Plus d'un bovin positif sur deux

Un premier dépistage a été réalisé avec une trousse Elisa du commerce sur ces sérums, et les échantillons positifs ou douteux ont ensuite été analysés en microneutralisaion, gold standard qui permet de différencier la trace sérologique du TBEV de celle d'autres Flavivirus (comme le virus Usutu, par exemple). Pour les témoins négatifs, 84 sérums issus de bovins collectés dans le cadre de la prophylaxie de la FCO dans 15 départements de l'ouest (présumés indemnes de TBEV) ont été utilisés. Pour l'Alsace-Lorraine, « la séroprévalence globale du TBEV était élevée, avec 57,6 % (intervalle de confiance à 95 % : 52,1 - 62,8 %) de bovins positifs (198/344) », ce que les auteurs estiment d'une importance « inattendue ». Ils distinguent quatre zones, allant d'une de faible séroprévalence (29,9 % des 97 testés) à une de prévalence élevée (92,1 % des 89 testés). Les deux catégories intermédiaires de circulation du TBEV sont “modérément basse” et “modérément élevée” (voir l'illustration principale).

Infection précoce

Contrairement à l'hypothèse de départ des auteurs, il n'y a pas d'augmentation de la séroprévalence avec l'âge des animaux (ils supposaient que la durée de vie des anticorps neutralisants et les réinfections auraient permis d'observer ce phénomène). Ils observent aussi que, quelle que soit l'intensité de la circulation virale dans une zone, les bovins les plus jeunes de l'échantillon (la catégorie 1 à 3 ans) sont au-dessus de 45 % de séroprévalence. Ce qui « reflète une intense circulation virale, récente ». En revanche, le titre en anticorps neutralisants augmente à la fois avec l'âge et avec le niveau de circulation : plus de 90 % des bovins en zone de circulation élevée avaient un titre  1:320 contre moins de 30 % en zone de basse circulation. Et « la proportion de bovins avec des titres > 1:320 était significativement plus faible parmi les 1-3 ans que dans les autres classes d'âge (p = 0,01) ».

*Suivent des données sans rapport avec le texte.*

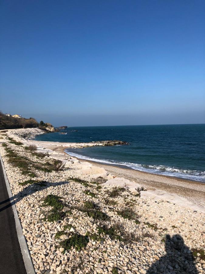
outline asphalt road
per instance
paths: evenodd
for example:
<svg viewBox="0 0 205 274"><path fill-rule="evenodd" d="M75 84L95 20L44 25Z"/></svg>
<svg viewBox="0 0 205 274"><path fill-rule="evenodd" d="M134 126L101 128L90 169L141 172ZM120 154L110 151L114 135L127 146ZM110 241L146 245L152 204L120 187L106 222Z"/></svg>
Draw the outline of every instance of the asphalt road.
<svg viewBox="0 0 205 274"><path fill-rule="evenodd" d="M26 274L0 162L0 274Z"/></svg>

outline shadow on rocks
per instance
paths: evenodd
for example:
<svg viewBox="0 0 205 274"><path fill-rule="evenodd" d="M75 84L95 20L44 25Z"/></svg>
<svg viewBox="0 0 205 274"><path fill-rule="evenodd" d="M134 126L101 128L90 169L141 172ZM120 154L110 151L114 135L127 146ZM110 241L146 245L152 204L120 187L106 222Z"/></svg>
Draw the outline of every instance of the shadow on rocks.
<svg viewBox="0 0 205 274"><path fill-rule="evenodd" d="M49 183L45 181L41 182L39 184L35 183L29 184L25 188L21 191L19 191L17 194L13 195L12 198L15 200L15 202L12 198L7 199L1 202L0 204L5 204L6 203L7 204L3 207L0 209L0 212L2 211L8 207L11 206L15 203L21 201L25 197L29 195L32 195L37 191L43 190L44 189L48 188L51 186L56 186L63 184L66 184L68 183L69 183L69 182L68 181L59 182L58 183ZM7 202L9 200L12 201L11 202L8 203Z"/></svg>
<svg viewBox="0 0 205 274"><path fill-rule="evenodd" d="M165 241L166 255L150 266L147 274L197 274L192 252L178 234L171 238L167 234Z"/></svg>

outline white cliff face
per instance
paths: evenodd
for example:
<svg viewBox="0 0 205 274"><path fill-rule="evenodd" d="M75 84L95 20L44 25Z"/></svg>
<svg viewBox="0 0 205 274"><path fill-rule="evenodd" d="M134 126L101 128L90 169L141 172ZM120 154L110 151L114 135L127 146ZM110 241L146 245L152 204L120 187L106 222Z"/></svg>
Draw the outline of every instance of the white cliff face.
<svg viewBox="0 0 205 274"><path fill-rule="evenodd" d="M45 132L37 128L18 128L8 130L8 135L14 135L18 140L19 139L23 140L29 140L34 138L37 135L45 133Z"/></svg>

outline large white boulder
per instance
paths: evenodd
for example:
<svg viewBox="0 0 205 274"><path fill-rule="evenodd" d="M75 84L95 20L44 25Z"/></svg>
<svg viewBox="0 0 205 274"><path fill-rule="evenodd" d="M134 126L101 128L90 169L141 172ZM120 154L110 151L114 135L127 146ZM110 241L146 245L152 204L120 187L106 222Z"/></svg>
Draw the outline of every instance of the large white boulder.
<svg viewBox="0 0 205 274"><path fill-rule="evenodd" d="M179 206L190 207L194 210L205 213L205 207L195 205L186 198L176 194L166 192L163 190L147 190L141 191L140 197L143 198L151 198L156 201L166 201Z"/></svg>
<svg viewBox="0 0 205 274"><path fill-rule="evenodd" d="M129 188L132 192L139 192L142 190L142 187L139 184L134 181L130 181L124 178L115 177L108 180L104 184L117 185Z"/></svg>

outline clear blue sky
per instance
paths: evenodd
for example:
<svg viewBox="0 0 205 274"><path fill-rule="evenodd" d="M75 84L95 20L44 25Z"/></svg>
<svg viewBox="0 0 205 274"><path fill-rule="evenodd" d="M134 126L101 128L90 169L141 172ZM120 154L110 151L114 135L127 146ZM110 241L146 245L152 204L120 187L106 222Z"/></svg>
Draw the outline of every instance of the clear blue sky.
<svg viewBox="0 0 205 274"><path fill-rule="evenodd" d="M0 110L70 126L205 123L205 1L0 4Z"/></svg>

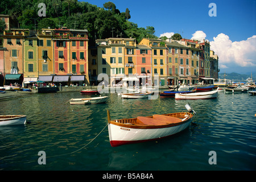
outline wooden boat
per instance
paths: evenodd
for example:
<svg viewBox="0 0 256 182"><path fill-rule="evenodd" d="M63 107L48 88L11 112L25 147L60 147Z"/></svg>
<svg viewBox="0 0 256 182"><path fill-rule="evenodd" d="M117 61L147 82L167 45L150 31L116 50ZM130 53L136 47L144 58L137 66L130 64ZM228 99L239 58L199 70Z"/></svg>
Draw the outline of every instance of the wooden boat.
<svg viewBox="0 0 256 182"><path fill-rule="evenodd" d="M99 93L97 90L86 89L86 90L82 90L82 91L81 91L81 93L88 94L98 94Z"/></svg>
<svg viewBox="0 0 256 182"><path fill-rule="evenodd" d="M151 92L148 93L123 93L122 98L148 98L148 96L151 95Z"/></svg>
<svg viewBox="0 0 256 182"><path fill-rule="evenodd" d="M82 98L71 98L69 101L71 105L80 104L85 105L89 104L100 104L106 102L108 96L96 97Z"/></svg>
<svg viewBox="0 0 256 182"><path fill-rule="evenodd" d="M176 93L175 99L176 100L194 100L194 99L208 99L216 98L218 95L218 88L217 90L210 92L196 92L192 93Z"/></svg>
<svg viewBox="0 0 256 182"><path fill-rule="evenodd" d="M199 86L196 88L196 92L208 92L213 89L214 85L210 85L207 86Z"/></svg>
<svg viewBox="0 0 256 182"><path fill-rule="evenodd" d="M195 89L191 91L164 91L160 93L160 97L175 97L176 93L194 93L196 90Z"/></svg>
<svg viewBox="0 0 256 182"><path fill-rule="evenodd" d="M237 86L235 88L226 88L225 91L226 92L247 92L247 91L250 89L247 86Z"/></svg>
<svg viewBox="0 0 256 182"><path fill-rule="evenodd" d="M155 114L111 120L108 110L109 140L112 147L158 139L180 132L192 122L195 111Z"/></svg>
<svg viewBox="0 0 256 182"><path fill-rule="evenodd" d="M0 126L25 125L27 123L26 115L0 115Z"/></svg>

Positivité surprise dans trois départements à "l'ouest"

Enfin, lorsqu'ils ont testé les sérums témoin, les auteurs ont eu une « surprise » : ils ont obtenu trois positifs. « Une femelle d'un an et une femelle de deux ans nées et élevées sur la même exploitation, l'une en Eure-et-Loir et l'autre en Gironde, respectivement, avec un titre de 1:20. [S'y ajoute] une femelle de 10 ans dans le Tarn, élevée dans la même exploitation depuis 2013, avec un titre de 1:40 ». Il n'est pas possible de déterminer si le TBEV incriminé est le même que dans le nord-est de la France. Pour cette dernière région, les auteurs estiment que le niveau élevée de circulation qui y a été détecté lui est probablement spécifique du fait du pâturage en bordure de forêt.